As shown in FIG. 3, the expression level of LPCAT1 protein in the cells of the experimental group (transfected siRNA-LPCAT1) was significantly reduced compared with that of the negative control group (transfected siRNA-NC), and the difference was statistically significant (P < 0.05).

Example 4 Effect of expression of LPCAT1 Gene on proliferation of placental trophoblast cells

The cell proliferation is detected by CCK-8 method

(1) Transfection was performed according to the method of example 3;

(2) JEG-3 cells after 24h transfection were aspirated off the medium, cells were digested with 0.25% trypsin, counted with crystal violet stain, resuspended in DMEM/F12 low serum medium containing 0.5% FBS and adjusted to a cell concentration of 2X10⁴/ml；

(3) Sterile conditionsAdd 100. mu.l of cell suspension to each well of a new 96-well plate, 2X10³Single cell, 37 ℃, 5% CO₂Standing for 20 h;

(4) adding 10 mul of CCK solution into each hole respectively, and culturing for 2 h;

(5) the wavelength of 450nm, and the light absorption value of each experimental group is measured by an ultraviolet spectrophotometer.

As a result:

as shown in FIG. 4, the cell proliferation was inhibited in the experimental group (transfected siRNA-LPCAT1) compared to the negative control group (transfected siRNA-NC), and the difference was statistically significant (P < 0.05).

The above description of the embodiments is only intended to illustrate the method of the invention and its core idea. It should be noted that, for those skilled in the art, without departing from the principle of the present invention, several improvements and modifications can be made to the present invention, and these improvements and modifications will also fall into the protection scope of the claims of the present invention.

Sequence listing

<110> Beijing, the deep biometric information technology GmbH

<120> marker for diagnosis and treatment of preeclampsia

<160>6

<170>SIPOSequenceListing 1.0

<210>1

<211>21

<212>DNA

<213> Artificial Sequence (Artificial Sequence)

<400>1

aacagtagaa gaaatcaaga g 21

<210>2

<211>18

<212>DNA

<213> Artificial Sequence (Artificial Sequence)

<400>2

aaggtaatta ggcaggtc 18

<210>3

<211>17

<212>DNA

<213> Artificial Sequence (Artificial Sequence)

<400>3

gggagccaaa agggtca 17

<210>4

<211>20

<212>DNA

<213> Artificial Sequence (Artificial Sequence)

<400>4

gagtccttcc acgataccaa 20

<210>5

<211>21

<212>RNA

<213> Artificial Sequence (Artificial Sequence)

<400>5

uuaucugugg ccacuuuccg u 21

<210>6

<211>21

<212>RNA

<213> Artificial Sequence (Artificial Sequence)

<400>6

gccauauguu ugcaauauuu g 21

Claims

1. The application of the reagent for detecting the expression level of mRNA of LPCAT1 gene or protein of LPCAT1 in preparing a diagnostic tool for preeclampsia.

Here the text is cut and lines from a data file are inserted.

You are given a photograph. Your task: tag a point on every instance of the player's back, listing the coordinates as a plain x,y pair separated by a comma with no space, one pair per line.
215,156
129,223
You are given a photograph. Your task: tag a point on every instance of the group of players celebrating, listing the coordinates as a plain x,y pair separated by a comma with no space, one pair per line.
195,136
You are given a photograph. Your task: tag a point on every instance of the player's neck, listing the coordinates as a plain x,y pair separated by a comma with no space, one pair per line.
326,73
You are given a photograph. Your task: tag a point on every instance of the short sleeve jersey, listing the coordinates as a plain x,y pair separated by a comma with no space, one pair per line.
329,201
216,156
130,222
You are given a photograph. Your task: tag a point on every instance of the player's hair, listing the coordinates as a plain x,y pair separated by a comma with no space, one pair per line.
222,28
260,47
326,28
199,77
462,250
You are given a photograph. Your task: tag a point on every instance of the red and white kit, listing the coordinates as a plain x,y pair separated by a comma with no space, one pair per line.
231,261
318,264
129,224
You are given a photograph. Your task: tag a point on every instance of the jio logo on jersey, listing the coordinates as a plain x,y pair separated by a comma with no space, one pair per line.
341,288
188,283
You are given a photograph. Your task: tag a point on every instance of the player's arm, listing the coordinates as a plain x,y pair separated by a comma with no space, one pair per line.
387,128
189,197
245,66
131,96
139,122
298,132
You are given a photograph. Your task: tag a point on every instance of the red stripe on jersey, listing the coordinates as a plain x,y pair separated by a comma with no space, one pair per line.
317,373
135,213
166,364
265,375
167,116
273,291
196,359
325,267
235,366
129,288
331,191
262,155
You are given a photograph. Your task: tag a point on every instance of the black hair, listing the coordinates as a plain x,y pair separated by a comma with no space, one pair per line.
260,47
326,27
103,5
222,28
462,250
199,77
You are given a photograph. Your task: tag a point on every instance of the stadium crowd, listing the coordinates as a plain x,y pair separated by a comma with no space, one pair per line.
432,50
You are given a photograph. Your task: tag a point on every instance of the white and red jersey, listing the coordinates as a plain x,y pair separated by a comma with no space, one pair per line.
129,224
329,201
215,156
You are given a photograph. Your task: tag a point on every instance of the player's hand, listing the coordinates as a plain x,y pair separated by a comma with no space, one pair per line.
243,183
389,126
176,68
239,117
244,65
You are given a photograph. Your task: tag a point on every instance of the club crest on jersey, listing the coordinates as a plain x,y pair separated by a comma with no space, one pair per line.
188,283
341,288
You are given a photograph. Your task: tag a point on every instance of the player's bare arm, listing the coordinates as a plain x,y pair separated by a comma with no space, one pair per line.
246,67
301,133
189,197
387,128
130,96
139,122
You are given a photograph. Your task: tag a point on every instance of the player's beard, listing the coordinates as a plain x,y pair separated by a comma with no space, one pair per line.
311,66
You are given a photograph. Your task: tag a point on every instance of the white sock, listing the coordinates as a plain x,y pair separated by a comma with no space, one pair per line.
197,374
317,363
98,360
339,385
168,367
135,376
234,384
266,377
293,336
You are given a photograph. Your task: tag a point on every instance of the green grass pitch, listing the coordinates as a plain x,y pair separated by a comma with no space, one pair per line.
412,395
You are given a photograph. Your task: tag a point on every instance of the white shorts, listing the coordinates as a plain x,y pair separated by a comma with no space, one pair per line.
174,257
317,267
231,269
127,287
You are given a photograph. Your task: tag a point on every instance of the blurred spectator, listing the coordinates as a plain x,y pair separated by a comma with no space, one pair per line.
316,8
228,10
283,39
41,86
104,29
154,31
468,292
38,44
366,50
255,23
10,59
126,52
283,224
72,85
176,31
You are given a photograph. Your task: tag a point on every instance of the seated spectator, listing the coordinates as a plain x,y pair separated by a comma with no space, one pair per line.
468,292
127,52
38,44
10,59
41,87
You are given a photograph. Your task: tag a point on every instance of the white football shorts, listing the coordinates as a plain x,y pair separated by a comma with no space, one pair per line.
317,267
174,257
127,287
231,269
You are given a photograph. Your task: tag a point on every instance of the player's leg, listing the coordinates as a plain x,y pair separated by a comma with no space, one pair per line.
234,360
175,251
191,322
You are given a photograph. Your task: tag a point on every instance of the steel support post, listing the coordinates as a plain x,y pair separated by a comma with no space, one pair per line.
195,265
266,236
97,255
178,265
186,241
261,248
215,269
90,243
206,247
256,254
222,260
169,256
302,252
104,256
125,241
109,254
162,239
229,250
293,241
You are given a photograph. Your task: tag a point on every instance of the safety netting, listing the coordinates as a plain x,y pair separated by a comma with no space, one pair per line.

2. The use of claim 1, wherein the reagent for detecting mRNA expression level of LPCAT1 gene comprises primer for specific amplification of LPCAT1 gene used in real-time quantitative PCR; the reagent for detecting the expression level of the LPCAT1 protein comprises an antibody which specifically binds to the LPCAT1 protein.

3. The use according to claim 2, wherein the primer sequences are shown as SEQ ID No.1 and SEQ ID No. 2.

4. The use of any one of claims 1-3, wherein said means comprises a kit, a chip, a strip, a high throughput sequencing platform.